Revista Salud y Bienestar
En mi columna del Huffpost de esta semana reflexiono sobre el futuro del derecho a la salud. Algo complejo cuando vemos que los sistemas sanitarios públicos menguan y los seguros privados crecen mientras la percepción de malestar (enfermedad) no deja de aumentar.
El futuro del derecho a la salud.
Los enfermos necesitan profesionales sanitarios calibrados, atentos y compasivos. Estos a su vez precisan ser capaces de ejercer su servicio de la manera más afinada posible.

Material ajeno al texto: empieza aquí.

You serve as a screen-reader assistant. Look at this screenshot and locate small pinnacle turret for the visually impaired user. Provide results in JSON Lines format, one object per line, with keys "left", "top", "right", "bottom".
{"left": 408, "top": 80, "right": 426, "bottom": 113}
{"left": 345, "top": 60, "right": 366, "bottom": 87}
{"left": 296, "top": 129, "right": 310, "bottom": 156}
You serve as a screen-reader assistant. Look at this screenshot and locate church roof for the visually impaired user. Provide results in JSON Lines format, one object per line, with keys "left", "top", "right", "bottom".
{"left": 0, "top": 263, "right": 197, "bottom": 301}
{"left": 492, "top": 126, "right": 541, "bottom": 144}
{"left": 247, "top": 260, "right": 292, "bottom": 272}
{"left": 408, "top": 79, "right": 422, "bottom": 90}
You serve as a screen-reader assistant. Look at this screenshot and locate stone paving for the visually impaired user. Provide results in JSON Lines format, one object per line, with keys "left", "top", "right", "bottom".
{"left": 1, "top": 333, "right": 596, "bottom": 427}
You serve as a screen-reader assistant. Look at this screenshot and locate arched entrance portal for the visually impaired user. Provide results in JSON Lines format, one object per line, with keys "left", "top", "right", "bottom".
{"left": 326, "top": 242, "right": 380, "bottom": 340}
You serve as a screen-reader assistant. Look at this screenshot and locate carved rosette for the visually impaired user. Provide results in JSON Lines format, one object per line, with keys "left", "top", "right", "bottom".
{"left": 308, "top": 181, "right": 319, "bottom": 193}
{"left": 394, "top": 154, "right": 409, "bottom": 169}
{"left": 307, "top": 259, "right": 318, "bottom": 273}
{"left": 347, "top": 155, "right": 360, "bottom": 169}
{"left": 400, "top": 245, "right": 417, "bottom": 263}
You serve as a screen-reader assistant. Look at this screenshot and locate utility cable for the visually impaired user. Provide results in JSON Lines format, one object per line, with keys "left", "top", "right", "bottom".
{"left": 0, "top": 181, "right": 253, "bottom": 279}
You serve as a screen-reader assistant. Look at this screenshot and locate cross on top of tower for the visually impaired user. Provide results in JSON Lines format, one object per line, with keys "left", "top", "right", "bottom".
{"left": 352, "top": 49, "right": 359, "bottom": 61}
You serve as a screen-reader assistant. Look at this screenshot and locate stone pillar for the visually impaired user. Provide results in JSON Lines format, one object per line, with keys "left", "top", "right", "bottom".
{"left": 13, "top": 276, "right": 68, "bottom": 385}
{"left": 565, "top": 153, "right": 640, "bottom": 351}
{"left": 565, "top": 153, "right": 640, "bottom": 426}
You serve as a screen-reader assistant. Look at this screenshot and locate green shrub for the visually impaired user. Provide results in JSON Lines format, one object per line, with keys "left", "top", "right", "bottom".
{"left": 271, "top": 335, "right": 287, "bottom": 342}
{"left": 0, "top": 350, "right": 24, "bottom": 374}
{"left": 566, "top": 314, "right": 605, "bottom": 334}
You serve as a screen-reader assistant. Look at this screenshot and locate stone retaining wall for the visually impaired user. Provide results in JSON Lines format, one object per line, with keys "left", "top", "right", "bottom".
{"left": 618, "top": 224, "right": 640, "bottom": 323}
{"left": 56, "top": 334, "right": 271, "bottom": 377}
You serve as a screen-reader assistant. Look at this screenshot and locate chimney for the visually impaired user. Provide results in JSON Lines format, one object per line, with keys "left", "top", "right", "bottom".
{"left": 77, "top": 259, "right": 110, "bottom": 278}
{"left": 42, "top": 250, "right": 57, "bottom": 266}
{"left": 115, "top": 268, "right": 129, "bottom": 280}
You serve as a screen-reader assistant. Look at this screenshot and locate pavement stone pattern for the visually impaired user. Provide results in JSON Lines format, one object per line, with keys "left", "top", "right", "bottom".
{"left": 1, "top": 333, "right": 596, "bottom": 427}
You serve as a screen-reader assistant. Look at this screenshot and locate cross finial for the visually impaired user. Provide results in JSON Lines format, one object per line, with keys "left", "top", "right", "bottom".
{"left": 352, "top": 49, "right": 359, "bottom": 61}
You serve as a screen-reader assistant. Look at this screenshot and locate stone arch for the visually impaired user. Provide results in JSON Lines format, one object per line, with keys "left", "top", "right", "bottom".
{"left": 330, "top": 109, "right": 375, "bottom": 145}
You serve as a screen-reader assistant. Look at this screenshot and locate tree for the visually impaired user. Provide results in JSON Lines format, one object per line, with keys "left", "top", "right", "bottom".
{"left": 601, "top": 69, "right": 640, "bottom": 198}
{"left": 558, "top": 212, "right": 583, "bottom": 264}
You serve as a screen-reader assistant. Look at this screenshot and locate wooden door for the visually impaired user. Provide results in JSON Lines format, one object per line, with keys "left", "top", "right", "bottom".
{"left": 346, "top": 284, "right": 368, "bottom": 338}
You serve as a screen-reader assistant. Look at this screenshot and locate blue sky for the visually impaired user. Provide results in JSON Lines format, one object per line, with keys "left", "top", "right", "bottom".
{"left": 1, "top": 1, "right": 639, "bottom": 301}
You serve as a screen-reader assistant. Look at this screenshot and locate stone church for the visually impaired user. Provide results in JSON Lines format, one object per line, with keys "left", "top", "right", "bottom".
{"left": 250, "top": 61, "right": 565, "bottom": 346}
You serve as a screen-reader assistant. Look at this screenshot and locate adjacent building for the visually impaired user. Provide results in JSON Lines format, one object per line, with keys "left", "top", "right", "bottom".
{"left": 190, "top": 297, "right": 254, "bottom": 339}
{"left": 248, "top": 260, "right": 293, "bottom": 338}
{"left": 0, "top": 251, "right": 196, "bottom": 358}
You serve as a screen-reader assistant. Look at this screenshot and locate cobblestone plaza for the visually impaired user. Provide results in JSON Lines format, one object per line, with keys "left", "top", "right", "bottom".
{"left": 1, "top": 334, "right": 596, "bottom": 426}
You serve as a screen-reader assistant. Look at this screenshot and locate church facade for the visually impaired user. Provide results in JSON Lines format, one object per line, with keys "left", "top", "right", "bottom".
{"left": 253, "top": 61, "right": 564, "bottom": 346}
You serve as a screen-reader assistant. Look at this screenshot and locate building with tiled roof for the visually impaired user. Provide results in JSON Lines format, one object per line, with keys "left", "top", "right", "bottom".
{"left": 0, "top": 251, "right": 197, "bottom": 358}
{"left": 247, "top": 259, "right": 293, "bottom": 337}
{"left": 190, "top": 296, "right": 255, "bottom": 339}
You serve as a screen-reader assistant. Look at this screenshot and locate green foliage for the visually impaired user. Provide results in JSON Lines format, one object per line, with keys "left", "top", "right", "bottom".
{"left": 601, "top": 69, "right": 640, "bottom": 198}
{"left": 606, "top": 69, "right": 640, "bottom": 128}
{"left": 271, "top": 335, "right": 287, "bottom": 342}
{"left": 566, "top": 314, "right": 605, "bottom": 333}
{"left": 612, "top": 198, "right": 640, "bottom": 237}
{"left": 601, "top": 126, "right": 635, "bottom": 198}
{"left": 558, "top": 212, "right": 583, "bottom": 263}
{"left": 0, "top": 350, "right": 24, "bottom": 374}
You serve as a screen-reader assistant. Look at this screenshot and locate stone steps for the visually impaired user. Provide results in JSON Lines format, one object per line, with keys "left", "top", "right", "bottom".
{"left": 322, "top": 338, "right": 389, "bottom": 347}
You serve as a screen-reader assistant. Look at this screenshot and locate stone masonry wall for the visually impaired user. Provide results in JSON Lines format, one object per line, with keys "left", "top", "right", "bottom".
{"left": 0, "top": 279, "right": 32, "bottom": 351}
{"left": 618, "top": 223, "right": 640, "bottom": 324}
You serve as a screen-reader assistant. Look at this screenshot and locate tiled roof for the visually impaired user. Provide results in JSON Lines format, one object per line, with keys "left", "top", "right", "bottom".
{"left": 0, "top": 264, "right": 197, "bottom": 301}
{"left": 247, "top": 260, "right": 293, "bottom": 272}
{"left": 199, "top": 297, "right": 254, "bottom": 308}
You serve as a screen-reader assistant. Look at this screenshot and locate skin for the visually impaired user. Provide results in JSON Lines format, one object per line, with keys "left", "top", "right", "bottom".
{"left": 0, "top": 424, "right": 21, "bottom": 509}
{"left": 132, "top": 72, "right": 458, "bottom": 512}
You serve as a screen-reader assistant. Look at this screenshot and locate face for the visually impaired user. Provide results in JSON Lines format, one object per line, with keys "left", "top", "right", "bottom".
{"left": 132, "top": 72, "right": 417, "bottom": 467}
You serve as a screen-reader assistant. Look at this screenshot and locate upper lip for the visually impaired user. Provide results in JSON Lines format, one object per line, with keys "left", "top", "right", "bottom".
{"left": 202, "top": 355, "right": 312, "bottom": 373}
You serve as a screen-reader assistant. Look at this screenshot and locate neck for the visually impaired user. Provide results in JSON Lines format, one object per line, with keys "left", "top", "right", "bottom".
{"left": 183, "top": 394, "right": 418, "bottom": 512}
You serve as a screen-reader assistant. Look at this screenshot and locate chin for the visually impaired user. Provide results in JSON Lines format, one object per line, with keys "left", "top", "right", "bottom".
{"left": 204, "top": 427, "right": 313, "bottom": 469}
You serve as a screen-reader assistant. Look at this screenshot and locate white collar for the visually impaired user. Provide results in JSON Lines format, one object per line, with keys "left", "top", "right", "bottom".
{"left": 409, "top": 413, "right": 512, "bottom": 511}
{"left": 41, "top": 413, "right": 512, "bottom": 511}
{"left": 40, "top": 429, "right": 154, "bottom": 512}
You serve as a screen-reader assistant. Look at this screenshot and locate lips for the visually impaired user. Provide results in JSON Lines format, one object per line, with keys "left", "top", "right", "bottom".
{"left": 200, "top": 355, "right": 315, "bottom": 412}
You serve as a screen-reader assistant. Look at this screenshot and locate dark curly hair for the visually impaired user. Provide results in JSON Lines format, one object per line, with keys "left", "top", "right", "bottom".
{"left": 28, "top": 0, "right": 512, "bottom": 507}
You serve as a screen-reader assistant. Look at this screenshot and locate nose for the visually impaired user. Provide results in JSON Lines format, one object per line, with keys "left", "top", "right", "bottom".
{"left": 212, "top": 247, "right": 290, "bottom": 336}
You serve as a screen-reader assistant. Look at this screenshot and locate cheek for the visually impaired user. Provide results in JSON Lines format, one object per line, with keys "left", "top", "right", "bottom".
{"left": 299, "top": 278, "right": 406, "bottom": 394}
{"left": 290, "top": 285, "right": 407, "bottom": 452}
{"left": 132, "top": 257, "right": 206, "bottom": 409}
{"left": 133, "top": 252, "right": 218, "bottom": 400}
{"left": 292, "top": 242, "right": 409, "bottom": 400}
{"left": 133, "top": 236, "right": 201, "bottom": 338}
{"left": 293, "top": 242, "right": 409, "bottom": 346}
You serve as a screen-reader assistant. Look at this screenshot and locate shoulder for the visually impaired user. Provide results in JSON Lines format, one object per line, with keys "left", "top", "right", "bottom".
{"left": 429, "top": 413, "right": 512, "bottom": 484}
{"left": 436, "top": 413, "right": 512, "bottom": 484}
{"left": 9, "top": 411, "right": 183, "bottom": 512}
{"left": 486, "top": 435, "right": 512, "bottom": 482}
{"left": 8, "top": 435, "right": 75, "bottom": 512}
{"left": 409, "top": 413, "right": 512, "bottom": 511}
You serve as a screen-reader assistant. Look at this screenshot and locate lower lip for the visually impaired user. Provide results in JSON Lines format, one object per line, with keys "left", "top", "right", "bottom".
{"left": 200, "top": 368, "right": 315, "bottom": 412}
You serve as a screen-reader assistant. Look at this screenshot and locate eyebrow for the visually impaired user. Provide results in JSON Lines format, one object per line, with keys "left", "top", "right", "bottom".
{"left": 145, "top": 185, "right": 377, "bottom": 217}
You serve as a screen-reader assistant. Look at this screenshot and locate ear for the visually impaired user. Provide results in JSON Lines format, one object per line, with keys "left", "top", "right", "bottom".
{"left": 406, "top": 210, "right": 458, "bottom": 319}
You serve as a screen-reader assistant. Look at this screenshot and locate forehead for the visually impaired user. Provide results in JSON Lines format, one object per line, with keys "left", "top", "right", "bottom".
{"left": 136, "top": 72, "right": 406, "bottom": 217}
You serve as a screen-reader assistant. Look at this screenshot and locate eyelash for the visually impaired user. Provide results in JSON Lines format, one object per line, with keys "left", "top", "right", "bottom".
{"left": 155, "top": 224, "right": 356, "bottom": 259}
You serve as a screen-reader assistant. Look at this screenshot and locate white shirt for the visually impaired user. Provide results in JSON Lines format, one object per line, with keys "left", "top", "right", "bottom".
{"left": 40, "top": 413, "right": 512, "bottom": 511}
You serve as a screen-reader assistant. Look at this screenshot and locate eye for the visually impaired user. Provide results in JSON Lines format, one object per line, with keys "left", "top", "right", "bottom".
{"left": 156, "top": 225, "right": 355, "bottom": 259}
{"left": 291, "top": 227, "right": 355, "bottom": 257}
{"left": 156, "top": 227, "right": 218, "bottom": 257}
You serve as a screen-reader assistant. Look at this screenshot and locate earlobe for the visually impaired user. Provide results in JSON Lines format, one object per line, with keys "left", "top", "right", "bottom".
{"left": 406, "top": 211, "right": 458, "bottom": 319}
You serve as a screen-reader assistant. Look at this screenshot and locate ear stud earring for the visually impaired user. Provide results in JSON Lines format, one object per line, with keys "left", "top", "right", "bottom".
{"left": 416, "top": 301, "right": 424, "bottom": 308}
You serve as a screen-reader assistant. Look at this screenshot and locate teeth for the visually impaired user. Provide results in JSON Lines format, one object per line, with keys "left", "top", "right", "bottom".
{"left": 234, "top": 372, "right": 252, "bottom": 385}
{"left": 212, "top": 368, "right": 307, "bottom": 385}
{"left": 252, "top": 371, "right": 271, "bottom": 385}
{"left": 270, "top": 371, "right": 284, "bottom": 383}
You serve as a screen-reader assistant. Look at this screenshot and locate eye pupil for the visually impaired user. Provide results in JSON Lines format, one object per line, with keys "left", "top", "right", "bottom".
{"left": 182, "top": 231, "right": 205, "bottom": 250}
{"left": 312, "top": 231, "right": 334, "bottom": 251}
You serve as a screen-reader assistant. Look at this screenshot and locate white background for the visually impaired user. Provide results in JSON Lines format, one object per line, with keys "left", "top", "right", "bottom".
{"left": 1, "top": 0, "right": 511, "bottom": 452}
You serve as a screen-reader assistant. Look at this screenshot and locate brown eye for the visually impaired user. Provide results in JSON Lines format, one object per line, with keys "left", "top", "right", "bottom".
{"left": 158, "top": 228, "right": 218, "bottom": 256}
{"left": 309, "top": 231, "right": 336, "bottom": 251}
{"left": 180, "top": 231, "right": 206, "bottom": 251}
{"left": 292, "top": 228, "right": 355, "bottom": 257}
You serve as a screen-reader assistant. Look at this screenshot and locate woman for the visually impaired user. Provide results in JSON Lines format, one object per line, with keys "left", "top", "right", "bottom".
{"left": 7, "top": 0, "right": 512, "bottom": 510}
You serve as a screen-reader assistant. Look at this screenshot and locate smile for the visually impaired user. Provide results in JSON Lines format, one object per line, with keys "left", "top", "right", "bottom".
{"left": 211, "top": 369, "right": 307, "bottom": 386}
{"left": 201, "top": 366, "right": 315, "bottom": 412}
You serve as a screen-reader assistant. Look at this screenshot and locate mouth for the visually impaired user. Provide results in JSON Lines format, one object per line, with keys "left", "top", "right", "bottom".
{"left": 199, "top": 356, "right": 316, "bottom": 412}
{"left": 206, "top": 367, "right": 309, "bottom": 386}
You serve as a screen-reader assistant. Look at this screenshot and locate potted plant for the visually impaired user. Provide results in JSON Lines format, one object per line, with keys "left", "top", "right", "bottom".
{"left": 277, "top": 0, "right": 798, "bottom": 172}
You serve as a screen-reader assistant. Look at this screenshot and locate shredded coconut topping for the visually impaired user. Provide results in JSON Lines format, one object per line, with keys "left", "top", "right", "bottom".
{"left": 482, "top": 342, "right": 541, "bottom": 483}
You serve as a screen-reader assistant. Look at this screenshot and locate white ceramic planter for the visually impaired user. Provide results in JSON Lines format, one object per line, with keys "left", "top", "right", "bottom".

El choque de trenes se produce cuando la expectativa del enfermo pone en la mano del profesional soluciones a sus problemas que no son delegables por ser de ámbito estrictamente personal. O bien el profesional trata de dar lo mejor de sí pero no puede por problemas personales, falta de equilibrio interno o sobrecarga de su puesto de trabajo.
No es fácil dar respuesta a una situación que, si bien es más frecuente de lo que imaginamos, tiene una solución complicada mientras no miremos todos en la dirección correcta. Los dedos suelen señalar el presupuesto deficitario o menguante, las políticas ineficientes o los diseños organizacionales obsoletos. No está mal, todas esas cosas han de mejorarse. Pero hay que dar un paso más para comprender en profundidad el asunto. La sociedad sufre un proceso de adaptación brutal en el que tiene que asumir cambios en una proporción e intensidad jamás vistos en lo que conocemos de la historia. La antropología y la cosmología se desdibujan mientras esperamos la irrupción de algo nuevo que no sabemos todavía bien qué es.
Pero seguimos sufriendo y enfermando. Las soluciones que nos ofrece la tecnología son aun muy parciales. Como primates que somos seguimos pidiendo que alguien nos sostenga la mano al enfermar y al morir y eso no lo hacen ni lo harán nunca los chatbots, APPs ni programas de inteligencia artificial.
Los sanitarios por su lado también sufren desconcierto ante campos de conocimiento que se expanden a una velocidad que ningún humano puede seguir. Los especialistas son empujados a disminuir todavía más su campo de trabajo. Los generalistas comprueban que lo que antes valía ya no vale y no es nada fácil adquirir las progresivas competencias que la sociedad red exige.
Los gestores se hunden en el pánico que les ancla a sus despachos y pantallas. No se atreven a salir ni a establecer puentes de comunicación con subalternos o ciudadanía cada vez más displicentes y enfadados.
Nos hundimos, y eso no gusta a nadie. Ni a la marinería, ni al pasaje ni a este pobre músico que sigue con disciplina regalando acordes a una escena dramática. No basta saber que hemos chocado con un obstáculo insalvable. El barco-humanidad tiene recursos para salvarse y opciones para decidir hacerlo bien o dejarse llevar por el miedo y el caos y mandarlo todo al infierno.
Un servidor es optimista. Si podemos estar reflexionando esto juntos también somos capaces de ponernos manos a la obra trabajando en equipo. Para empezar atrevámonos a convertir esta inquietud en conversación. Hablémoslo con amigos, familiares o compañeros de trabajo. Hagámonos preguntas y hagámoselas a los demás. Escuchemos lo que otros puedan pensar al respecto.
La inteligencia colectiva existe. Más cerca de lo que tal vez intuyamos.